Let’s discuss the gameplay itself. The premise is that you're a team of scientists tasked with exploring new frontiers of space, but in this effort, your damaged ship inadvertently jumped past the known reaches of the cosmos. With most of the crew dead and no idea where you are, your only choice is to land on unknown planets and use what knowledge you have to find means of survival. Each player has their own player mat and color-coded miniature, with spaces for their skills, certain actions, insight track, and more. Each planet has its subset of rules and parameters based on its environment. Depending on which survival task you choose, you may be instructed to arrange the environment cards in a specific way or explore at random, depending on which side of the card you wish to move off of. On your turn, you may move, choose from a large number of actions and free actions, which I won’t detail here, move your little robot helper Luna, and have her scan for resources or analyze them. Actions are taken by using your three focus dice: blue for awareness, green for wonder, and orange for energy (the colorblind need not fret, everything has matching symbols). Each represents one of the three scientific disciplines: formal, natural, and applied sciences. These dice are placed on different action spaces around the play area, granting you bonuses if matching your focus type to the shown scientific discipline. You may also investigate each environment card once for “moments,” which carry opportunities to discover new things or carry out your tasks but beware of sponging up too much distress, as it can quickly become quite debilitating.
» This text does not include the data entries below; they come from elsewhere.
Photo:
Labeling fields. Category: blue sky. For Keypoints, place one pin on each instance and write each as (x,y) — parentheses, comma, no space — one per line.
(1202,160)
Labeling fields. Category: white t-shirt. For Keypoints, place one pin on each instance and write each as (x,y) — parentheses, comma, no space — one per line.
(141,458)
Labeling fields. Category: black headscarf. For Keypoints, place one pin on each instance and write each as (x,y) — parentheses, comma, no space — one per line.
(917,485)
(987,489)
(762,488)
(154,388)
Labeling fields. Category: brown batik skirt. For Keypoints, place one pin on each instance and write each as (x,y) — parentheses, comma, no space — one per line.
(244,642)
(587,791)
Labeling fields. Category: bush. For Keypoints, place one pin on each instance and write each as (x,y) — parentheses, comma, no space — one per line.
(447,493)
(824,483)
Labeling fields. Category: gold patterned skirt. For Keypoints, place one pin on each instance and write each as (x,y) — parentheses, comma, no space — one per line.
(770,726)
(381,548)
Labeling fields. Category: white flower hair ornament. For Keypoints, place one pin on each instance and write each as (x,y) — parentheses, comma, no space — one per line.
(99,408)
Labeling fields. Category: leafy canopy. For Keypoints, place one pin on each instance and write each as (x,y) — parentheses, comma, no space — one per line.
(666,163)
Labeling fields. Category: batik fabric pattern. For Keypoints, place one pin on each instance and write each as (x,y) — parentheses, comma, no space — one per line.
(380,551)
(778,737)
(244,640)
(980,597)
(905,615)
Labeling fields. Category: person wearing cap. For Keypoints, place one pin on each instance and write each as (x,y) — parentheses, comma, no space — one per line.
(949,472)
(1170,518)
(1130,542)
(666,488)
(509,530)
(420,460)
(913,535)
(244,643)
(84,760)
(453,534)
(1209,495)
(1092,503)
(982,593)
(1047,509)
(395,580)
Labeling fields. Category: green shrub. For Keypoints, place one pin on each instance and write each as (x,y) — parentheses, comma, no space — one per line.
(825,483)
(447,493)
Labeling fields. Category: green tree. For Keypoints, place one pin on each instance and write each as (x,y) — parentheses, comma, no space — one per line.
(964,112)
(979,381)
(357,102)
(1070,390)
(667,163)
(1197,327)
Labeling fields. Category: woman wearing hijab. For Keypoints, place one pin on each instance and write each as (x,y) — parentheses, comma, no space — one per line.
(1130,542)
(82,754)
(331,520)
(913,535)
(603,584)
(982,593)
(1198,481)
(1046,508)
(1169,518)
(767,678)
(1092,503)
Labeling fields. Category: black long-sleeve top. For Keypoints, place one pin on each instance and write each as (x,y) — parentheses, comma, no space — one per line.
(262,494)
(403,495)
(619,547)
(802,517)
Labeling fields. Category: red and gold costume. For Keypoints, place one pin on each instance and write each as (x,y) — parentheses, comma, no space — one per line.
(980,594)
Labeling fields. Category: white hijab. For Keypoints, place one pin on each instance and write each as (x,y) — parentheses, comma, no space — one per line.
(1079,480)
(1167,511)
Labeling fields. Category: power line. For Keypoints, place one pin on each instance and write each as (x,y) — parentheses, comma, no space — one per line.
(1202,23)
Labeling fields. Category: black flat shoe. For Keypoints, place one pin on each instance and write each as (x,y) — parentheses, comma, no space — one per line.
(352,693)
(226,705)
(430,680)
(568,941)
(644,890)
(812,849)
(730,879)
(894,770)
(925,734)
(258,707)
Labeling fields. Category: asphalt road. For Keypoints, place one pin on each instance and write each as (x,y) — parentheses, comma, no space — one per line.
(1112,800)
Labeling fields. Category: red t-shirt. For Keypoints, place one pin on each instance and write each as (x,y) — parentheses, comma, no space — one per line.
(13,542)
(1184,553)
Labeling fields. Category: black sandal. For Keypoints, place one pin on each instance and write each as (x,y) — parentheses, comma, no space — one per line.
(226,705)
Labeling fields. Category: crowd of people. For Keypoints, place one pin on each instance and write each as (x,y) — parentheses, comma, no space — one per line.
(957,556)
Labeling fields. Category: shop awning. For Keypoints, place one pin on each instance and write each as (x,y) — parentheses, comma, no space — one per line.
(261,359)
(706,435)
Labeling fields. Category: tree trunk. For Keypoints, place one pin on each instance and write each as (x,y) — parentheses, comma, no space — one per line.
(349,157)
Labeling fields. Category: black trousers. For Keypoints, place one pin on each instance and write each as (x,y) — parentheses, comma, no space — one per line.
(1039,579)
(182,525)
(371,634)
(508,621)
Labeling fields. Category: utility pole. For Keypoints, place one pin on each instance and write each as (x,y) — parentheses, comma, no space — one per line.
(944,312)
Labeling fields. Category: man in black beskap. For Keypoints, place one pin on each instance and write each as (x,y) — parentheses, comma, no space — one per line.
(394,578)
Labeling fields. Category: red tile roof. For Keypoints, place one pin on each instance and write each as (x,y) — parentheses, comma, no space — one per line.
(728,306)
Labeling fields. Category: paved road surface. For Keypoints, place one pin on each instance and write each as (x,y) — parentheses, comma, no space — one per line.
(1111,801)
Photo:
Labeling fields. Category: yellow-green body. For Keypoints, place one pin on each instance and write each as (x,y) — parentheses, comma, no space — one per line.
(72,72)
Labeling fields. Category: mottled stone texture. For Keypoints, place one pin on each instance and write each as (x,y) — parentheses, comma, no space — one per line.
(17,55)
Two other driving mechanics are time and insight. Time is reiterated in Unsettled as a valuable resource - one that certainly should be used but never wasted. Each player’s turn will tick up time on the track at least once and possibly more, depending on where they move and what they encounter. The more time that passes, the more exhausted your little pioneers become. Reach the red on your exhaustion track, and your character faints. If everyone faints, you lose, and trust me; it is very easy to let time get away from you if you’re not careful. Insight is the other track on your character card. You start by choosing a scientific discipline to study from your surroundings. Gain enough insight through gameplay, and you achieve a “breakthrough.” Breakthroughs grant you valuable bonuses and/or abilities to ease your passage through the hostile, uncharted terrain and aid your fellow scientists in the same. Once you obtain a breakthrough in one discipline, go for another or double-down for added proficiency.
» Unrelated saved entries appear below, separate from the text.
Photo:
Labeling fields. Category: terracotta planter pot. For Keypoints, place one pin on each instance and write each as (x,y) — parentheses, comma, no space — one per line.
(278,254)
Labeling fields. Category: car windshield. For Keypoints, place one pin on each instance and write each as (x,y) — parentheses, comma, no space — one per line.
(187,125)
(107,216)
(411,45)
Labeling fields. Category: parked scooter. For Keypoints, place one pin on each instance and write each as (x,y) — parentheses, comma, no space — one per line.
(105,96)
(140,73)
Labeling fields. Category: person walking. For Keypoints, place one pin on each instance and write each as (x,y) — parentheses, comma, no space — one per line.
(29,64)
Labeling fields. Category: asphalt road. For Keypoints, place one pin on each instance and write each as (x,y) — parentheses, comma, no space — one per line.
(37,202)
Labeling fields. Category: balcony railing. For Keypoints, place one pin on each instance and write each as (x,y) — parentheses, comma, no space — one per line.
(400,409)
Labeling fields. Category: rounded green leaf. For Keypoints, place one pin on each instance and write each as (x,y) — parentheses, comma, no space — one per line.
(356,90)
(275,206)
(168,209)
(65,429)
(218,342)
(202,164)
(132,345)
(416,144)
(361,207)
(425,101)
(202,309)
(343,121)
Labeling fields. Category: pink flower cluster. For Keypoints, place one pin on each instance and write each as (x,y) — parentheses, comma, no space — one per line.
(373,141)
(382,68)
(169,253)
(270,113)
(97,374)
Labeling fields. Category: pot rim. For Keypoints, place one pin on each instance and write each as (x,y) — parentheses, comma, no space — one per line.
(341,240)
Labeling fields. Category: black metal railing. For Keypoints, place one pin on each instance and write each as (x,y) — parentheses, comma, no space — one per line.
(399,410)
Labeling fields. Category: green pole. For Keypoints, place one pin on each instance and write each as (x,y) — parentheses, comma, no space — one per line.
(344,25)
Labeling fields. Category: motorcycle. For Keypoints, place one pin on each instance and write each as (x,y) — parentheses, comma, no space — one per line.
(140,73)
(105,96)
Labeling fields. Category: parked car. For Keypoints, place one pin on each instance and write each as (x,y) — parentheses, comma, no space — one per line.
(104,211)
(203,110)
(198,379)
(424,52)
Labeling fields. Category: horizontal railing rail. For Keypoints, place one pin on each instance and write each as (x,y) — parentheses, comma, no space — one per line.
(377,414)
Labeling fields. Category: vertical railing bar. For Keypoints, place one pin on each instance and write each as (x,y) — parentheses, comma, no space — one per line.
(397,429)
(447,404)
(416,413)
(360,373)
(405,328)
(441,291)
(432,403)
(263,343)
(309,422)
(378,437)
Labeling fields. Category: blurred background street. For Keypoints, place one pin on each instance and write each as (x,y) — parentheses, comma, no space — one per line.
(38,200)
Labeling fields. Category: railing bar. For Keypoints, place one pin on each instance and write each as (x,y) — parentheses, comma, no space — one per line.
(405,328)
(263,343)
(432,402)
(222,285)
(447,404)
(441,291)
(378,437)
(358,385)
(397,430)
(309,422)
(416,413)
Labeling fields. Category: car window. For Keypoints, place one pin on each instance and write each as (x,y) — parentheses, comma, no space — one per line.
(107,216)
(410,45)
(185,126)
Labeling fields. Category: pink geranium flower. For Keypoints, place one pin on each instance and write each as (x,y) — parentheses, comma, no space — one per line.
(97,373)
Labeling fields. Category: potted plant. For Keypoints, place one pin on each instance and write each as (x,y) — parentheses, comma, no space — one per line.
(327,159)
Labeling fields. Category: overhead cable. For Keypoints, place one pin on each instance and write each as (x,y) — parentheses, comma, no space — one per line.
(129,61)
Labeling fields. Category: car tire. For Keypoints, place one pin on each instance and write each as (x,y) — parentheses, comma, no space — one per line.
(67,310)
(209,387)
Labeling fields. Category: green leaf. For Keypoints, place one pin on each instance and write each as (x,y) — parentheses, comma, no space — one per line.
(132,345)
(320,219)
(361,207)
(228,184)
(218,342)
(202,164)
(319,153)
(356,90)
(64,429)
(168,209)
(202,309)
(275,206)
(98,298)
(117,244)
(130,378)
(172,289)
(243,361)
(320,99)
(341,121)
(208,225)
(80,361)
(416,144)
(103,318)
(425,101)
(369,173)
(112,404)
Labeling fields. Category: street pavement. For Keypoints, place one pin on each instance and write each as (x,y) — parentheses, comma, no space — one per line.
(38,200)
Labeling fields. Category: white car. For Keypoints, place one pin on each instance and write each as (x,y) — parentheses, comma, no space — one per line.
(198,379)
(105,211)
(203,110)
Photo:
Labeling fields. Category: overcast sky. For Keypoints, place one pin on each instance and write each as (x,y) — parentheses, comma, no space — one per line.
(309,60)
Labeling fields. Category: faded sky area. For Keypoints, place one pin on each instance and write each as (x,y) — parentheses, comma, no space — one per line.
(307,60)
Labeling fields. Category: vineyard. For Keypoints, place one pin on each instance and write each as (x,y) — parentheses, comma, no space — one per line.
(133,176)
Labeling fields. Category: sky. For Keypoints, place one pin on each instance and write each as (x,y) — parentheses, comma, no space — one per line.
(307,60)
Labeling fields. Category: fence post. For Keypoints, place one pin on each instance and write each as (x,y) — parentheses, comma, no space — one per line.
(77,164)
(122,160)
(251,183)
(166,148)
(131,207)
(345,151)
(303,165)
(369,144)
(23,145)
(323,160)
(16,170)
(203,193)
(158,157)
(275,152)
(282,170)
Unsettled is truly cooperative in nature. Where I’ve found myself in other games speculating, “Wouldn’t it be nice if we could share X or collaborate on Y,” Unsettled replies with a, “Why not?” In many cases, if a space requires a certain scientific breakthrough to perform a task or avoid a penalty, as long as someone on that space has the requirement, you can complete that task penalty-free. Collaborative strategy is a must. There’s no room for selfish endeavors in Unsettled. Our first game came down to the last turn for survival, and if it weren’t for completely exercising the ruleset provided, we would not have made it - and that was on an easy planet. I usually do not excel at games that employ high levels of strategy, but the cooperative nature and unique gameplay punched right through that barrier. I’ve heard sparse complaints about some components being unnecessary, and from a strictly minimalist, utilitarian standpoint, that may be the case for some. However, I’m a sucker for visual representation, and Unsettled clearly was shown love in that respect. I certainly had fun with the game, and I look forward to trying out all six planets from the game and expansions. I give Unsettled 9 fungal spores out of 10.